L’homme restait silencieux, immobile, il profitait du moment. Doucement il lui sembla que les secondes ralentir pour prolonger leur moment. Il finit par oublier le son régulier de l’horloge jusqu’à réussir à se concentrer sur le battement vif mais régulier de son cœur. Elle était surement aussi folle que lui mais cela semblait finalement les arranger tout deux. Il n’aurait jamais pensé à une telle fin et pourtant la seule chose qu’il désirait désormais c’était de la prendre par la main et de l’amener loin d’ici dans un monde où ils seraient seuls, complètement seuls et libres de vivre comme ils le désiraient. Une vie où chacune de leurs actions ne seraient pas remise en questions par des convenances.
Non il n’était pas décidé à abandonner si vite. Il aurait aimé lui répondre qu’il était prêt à faire face au monde, il en serait capable si elle se tenait à ses côtés, mais elle le pourrait-elle ? Il espérait que se soit le cas. Dans le fond, il savait qu’elle en avait le courage, l’énergie. Charles savait que dans ce monde il suffit d’être assez riche pour être respecté. Si son investissement continuait à fonctionner, il serait bientôt assez riche pour faire taire les mauvaises langues. Cependant sa cousine arriva en trompe. Charles se leva rapidement, assez honteux à vrai dire. Pour autant, et aussi mal perçu que cela puisse être, il ne lâcha pas Virginia du regard jusqu’à ce qu’elle prenne congés. Il dut alors faire face à sa cousine, mais le sourire dessinait sur son visage lui fit comprendre qu’il ne risquait rien venant d’elle. Au contraire, il était surement en face de sa meilleure alliée.
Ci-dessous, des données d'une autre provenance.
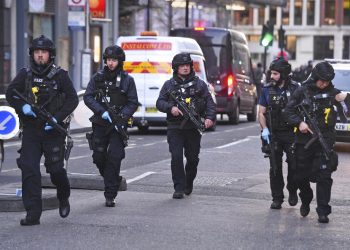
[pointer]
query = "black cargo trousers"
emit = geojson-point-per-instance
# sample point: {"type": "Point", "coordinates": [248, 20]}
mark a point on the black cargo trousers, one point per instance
{"type": "Point", "coordinates": [35, 143]}
{"type": "Point", "coordinates": [310, 167]}
{"type": "Point", "coordinates": [181, 140]}
{"type": "Point", "coordinates": [108, 153]}
{"type": "Point", "coordinates": [284, 140]}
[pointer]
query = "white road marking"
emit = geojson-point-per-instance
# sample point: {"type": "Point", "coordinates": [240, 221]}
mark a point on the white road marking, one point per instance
{"type": "Point", "coordinates": [11, 144]}
{"type": "Point", "coordinates": [139, 177]}
{"type": "Point", "coordinates": [10, 170]}
{"type": "Point", "coordinates": [233, 143]}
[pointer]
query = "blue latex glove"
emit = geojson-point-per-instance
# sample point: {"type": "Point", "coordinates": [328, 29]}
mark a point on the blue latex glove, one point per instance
{"type": "Point", "coordinates": [48, 127]}
{"type": "Point", "coordinates": [27, 110]}
{"type": "Point", "coordinates": [265, 135]}
{"type": "Point", "coordinates": [106, 116]}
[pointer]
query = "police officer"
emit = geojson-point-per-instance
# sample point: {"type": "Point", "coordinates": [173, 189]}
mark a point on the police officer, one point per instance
{"type": "Point", "coordinates": [50, 87]}
{"type": "Point", "coordinates": [319, 97]}
{"type": "Point", "coordinates": [182, 133]}
{"type": "Point", "coordinates": [119, 91]}
{"type": "Point", "coordinates": [273, 100]}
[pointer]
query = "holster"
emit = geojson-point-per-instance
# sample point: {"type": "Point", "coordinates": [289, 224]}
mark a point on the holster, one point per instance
{"type": "Point", "coordinates": [332, 163]}
{"type": "Point", "coordinates": [89, 137]}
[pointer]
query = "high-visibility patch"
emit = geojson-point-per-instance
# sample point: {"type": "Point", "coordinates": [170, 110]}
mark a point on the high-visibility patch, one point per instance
{"type": "Point", "coordinates": [196, 67]}
{"type": "Point", "coordinates": [153, 67]}
{"type": "Point", "coordinates": [146, 46]}
{"type": "Point", "coordinates": [148, 67]}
Lady Thornton fut des plus surprises mais aussi des plus ravies… Elle semblait d’ailleurs désirer que Charles se fiance avec sa fille, mais celle-ci semblait avoir plus d’un tour dans son sac pour que Charles puisse continuer à vivre sans devoir se préoccuper d’un mariage dont il n’avait aucune envie. Il arriva donc après quelques sueurs froides à glisser son adresse à sa cousine. Celle-ci lui promit de la faire parvenir à sa gouvernante. C’est donc avec cet espoir qu’il quitta la demeure des Montgomery.